Papel e produtos florestais
Outro setor na mira do mercado é o de papel e celulose, de acordo com a Moody’s. Embora dependa de recursos naturais, a maioria das empresas avaliadas pela agência de riscos obtém fibra de fontes sustentáveis e certificadas – ou até mesmo usando fibra reciclada.
“Contanto que eles cumpram as regulamentações ambientais, essas empresas não têm exposições materiais aos riscos de desmatamento, e a maioria das companhias que avaliamos cultivam florestas em áreas distantes dos biomas Amazônia e Cerrado”, destaca Mattos.
Açúcar e etanol
Apesar da dependência de recursos naturais, produtores de etanol no Brasil apresentam exposição moderada a riscos ambientais e sociais relacionados ao desmatamento. De acordo com a Moody’s, os emissores avaliados demonstraram boas práticas sustentáveis ao longo dos anos. Além disso, as empresas devem certificar-se de que suas plantações estão em áreas livres de desmatamento para ter acesso às receitas dos créditos de carbono.
O setor sucroalcooleiro do Brasil se beneficia da transição global do carbono, particularmente da crescente demanda mundial por substituição de combustíveis fósseis por renováveis. Como o maior produtor mundial de etanol de cana-de-açúcar, as exportações de açúcar do Brasil representam 50% do comércio global de açúcar, com 92% da produção de cana do Brasil na região Centro-Sul, distante do bioma amazônico, aponta o levantamento.

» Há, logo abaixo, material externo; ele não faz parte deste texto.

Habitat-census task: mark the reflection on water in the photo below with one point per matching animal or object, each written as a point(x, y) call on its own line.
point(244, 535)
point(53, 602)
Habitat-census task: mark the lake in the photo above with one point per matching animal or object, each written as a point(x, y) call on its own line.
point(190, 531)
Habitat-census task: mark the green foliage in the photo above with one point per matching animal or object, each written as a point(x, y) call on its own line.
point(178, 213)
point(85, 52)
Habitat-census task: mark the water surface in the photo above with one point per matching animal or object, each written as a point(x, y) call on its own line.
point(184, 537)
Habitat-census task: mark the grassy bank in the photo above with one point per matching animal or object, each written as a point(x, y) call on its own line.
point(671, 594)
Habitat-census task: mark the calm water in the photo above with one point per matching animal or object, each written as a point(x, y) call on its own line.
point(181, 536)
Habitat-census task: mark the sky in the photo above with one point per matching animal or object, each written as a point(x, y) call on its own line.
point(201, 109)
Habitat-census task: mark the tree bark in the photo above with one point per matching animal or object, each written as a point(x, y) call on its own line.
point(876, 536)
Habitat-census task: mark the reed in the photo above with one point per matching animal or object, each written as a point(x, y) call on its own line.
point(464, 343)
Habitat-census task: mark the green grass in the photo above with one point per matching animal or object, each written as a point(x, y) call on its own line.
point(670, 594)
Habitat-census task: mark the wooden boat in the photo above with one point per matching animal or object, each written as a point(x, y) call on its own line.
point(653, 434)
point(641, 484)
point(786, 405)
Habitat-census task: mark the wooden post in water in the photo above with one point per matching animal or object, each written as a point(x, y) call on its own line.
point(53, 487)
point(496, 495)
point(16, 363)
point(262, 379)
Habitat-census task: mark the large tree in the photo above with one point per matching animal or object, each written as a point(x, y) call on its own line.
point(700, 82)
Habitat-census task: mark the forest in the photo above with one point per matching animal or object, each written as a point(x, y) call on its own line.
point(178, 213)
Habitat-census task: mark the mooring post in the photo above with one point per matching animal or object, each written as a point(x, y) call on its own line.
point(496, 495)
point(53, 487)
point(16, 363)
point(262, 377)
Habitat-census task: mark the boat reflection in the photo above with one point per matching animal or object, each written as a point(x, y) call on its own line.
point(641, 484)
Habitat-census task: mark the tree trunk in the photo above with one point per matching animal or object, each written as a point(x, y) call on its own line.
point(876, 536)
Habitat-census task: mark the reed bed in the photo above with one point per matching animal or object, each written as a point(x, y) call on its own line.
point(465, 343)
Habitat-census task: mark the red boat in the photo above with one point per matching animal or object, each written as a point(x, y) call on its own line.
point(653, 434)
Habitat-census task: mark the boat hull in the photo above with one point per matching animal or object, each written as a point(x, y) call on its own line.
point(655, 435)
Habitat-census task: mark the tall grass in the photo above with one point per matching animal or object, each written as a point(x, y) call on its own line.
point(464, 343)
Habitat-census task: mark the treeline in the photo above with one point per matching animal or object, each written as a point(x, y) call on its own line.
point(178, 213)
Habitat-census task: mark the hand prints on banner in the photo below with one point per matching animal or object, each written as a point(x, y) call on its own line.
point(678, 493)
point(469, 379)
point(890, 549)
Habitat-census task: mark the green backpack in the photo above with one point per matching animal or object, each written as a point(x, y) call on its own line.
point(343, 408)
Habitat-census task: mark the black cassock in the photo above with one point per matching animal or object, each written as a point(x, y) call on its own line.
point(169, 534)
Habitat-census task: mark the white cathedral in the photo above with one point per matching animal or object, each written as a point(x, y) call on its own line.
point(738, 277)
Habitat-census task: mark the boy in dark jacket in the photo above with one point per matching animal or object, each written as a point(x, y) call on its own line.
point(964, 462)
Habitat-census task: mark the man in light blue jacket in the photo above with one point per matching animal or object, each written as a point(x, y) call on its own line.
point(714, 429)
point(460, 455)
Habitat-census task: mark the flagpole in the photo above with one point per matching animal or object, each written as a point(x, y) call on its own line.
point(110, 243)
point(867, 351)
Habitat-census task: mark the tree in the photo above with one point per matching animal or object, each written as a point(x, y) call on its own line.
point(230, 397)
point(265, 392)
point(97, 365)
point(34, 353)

A agência de risco ainda destaca que a Raízen (Baa3 estável), uma das maiores produtoras de açúcar-etanol do mundo com cerca de cem milhões de toneladas de capacidade de moagem, tem uma política livre de desmatamento e acompanhamento da produção das fazendas fornecedoras de cana-de-açúcar por meio de informações georreferenciadas.